The company announced today that Chris Saridakis (left), CEO of advertising software subsidiary PointRoll, has been named senior vice president and chief digital officer, responsible for "expanding and enriching the company's global digital operations.''
That sounds like a chunk of the turf occupied by Jack Williams, who has been head of Gannett Digital. Indeed, Gannett said in the same announcement that Williams will now be president of Gannett Digital Ventures. It will oversee online classified companies and other businesses. Looks like a smaller portfolio to me.
This management shift suggests Williams may no longer be among contenders to succeed Newspaper Division President Sue Clark-Johnson, who announced her retirement last week. She leaves in May, but I would not expect GCI to wait until then to name her replacement.

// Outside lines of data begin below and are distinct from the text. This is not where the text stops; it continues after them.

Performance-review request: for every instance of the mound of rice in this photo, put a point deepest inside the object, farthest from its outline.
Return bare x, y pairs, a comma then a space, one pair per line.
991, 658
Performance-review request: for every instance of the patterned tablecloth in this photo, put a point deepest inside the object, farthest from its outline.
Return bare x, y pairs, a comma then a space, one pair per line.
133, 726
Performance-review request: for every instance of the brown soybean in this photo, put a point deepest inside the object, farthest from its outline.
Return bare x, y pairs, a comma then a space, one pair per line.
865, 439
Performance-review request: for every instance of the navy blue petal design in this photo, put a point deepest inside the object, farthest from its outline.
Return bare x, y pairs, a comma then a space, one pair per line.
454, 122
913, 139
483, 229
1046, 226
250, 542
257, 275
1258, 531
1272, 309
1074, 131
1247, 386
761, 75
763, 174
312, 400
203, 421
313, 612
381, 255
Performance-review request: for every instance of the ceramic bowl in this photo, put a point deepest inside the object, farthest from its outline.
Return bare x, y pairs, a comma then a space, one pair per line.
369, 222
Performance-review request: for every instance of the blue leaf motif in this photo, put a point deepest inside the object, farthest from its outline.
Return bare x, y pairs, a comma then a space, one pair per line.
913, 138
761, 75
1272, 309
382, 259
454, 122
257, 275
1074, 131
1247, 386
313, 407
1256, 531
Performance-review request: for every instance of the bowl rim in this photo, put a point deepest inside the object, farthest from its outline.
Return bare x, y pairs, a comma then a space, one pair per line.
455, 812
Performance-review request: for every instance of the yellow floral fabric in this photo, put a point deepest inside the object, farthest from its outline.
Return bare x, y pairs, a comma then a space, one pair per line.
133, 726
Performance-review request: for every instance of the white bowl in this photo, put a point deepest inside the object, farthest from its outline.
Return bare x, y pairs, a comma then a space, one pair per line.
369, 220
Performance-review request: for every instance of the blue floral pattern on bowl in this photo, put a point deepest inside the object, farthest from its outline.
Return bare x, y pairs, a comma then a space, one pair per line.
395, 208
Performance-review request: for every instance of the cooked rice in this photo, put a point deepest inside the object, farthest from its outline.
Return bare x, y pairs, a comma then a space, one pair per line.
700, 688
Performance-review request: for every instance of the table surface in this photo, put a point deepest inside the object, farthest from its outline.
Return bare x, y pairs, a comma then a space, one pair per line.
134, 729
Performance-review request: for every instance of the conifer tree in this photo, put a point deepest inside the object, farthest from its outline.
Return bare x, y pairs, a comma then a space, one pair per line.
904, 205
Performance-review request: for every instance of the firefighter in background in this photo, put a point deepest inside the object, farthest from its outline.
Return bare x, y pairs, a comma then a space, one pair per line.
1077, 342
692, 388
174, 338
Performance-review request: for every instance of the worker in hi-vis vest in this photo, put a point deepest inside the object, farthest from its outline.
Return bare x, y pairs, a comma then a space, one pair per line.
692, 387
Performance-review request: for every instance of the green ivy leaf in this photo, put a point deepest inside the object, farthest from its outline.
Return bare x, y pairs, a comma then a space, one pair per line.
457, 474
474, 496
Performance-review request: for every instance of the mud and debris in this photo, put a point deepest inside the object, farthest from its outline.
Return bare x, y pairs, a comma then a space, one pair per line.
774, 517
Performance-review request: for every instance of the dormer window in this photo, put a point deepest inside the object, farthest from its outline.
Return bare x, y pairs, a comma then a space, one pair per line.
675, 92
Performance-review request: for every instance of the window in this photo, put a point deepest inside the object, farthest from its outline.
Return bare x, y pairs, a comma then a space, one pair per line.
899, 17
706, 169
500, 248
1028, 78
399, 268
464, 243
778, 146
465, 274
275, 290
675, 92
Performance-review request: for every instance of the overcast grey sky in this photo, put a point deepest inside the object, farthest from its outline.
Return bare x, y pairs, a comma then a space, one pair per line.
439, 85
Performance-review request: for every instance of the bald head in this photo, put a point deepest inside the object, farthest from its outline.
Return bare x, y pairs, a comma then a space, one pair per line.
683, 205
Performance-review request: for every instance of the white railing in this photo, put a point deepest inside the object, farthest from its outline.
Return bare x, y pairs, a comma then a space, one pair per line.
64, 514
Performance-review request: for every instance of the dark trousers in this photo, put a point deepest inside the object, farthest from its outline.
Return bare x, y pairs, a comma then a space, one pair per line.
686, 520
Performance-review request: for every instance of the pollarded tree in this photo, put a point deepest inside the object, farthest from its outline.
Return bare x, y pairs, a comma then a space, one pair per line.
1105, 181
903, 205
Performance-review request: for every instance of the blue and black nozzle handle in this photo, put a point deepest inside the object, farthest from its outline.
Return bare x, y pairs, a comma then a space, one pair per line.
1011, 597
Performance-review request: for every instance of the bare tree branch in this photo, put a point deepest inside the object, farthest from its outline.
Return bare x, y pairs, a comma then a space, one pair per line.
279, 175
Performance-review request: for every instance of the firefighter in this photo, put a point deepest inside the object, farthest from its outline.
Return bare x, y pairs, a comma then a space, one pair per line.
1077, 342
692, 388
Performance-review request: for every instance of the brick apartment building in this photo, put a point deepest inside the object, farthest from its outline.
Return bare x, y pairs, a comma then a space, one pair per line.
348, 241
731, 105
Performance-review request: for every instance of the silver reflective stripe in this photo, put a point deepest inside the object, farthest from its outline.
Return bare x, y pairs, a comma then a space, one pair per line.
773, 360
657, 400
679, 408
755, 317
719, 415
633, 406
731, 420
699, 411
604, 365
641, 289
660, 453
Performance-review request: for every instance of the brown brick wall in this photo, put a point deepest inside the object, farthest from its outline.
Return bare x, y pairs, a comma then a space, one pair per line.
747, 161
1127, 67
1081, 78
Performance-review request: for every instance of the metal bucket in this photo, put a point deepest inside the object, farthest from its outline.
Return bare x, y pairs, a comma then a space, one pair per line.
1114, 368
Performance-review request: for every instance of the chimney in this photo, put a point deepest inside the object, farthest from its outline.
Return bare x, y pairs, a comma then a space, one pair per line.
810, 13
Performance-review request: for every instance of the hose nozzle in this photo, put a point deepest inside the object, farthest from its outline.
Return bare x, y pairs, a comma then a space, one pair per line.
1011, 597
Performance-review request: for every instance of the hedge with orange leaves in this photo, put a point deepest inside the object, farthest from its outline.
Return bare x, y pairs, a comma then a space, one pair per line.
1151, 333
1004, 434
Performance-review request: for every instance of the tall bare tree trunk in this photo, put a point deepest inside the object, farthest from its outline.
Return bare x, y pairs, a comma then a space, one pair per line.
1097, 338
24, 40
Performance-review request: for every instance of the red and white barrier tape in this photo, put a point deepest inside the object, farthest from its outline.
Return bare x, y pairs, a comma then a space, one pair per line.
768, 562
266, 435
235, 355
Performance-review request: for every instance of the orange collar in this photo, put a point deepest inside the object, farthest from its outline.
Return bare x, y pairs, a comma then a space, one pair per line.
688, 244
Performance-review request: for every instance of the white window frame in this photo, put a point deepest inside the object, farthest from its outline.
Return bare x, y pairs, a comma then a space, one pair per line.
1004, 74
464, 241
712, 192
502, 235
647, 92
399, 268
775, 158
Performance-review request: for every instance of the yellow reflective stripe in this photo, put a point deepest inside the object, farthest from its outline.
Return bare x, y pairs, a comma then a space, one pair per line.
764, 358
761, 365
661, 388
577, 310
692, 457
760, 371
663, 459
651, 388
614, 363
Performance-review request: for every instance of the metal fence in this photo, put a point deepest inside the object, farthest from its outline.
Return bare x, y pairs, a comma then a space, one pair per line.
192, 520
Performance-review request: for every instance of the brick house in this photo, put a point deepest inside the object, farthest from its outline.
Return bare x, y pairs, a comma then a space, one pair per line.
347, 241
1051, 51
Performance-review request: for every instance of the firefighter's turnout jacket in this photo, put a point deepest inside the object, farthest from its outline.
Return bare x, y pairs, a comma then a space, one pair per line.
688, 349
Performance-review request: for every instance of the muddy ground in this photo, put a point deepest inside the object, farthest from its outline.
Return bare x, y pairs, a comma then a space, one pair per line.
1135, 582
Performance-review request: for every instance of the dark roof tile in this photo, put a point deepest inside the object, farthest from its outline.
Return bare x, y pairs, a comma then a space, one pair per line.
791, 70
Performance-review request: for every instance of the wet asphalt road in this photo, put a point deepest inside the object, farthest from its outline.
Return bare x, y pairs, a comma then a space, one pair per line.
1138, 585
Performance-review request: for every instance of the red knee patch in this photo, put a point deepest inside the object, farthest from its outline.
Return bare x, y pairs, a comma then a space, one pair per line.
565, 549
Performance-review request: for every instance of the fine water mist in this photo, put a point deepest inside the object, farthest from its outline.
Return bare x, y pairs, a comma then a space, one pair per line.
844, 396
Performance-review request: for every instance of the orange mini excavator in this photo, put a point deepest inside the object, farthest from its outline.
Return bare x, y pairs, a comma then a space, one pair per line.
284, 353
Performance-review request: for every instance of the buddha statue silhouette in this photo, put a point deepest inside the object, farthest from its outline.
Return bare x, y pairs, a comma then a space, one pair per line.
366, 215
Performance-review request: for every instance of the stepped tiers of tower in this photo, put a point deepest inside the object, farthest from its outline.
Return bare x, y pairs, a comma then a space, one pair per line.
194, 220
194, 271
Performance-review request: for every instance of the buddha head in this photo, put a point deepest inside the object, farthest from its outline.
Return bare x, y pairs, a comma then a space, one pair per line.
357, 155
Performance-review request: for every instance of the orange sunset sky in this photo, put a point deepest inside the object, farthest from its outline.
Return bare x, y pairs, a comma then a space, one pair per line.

Underscoring Saridakis' new, more powerful role, he will report to CEO Craig Dubow. Saridakis, 39, also becomes a member of the Gannett Management Committee. Williams, too, will continue reporting to Dubow and remain on the committee.
Saridakis was named CEO of PointRoll in 2005 after working two years as chief operating officer. Before PointRoll, Saridakis was senior vice president and general manager of the Global TechSolutions division for online advertising giant DoubleClick, now being acquired by Google.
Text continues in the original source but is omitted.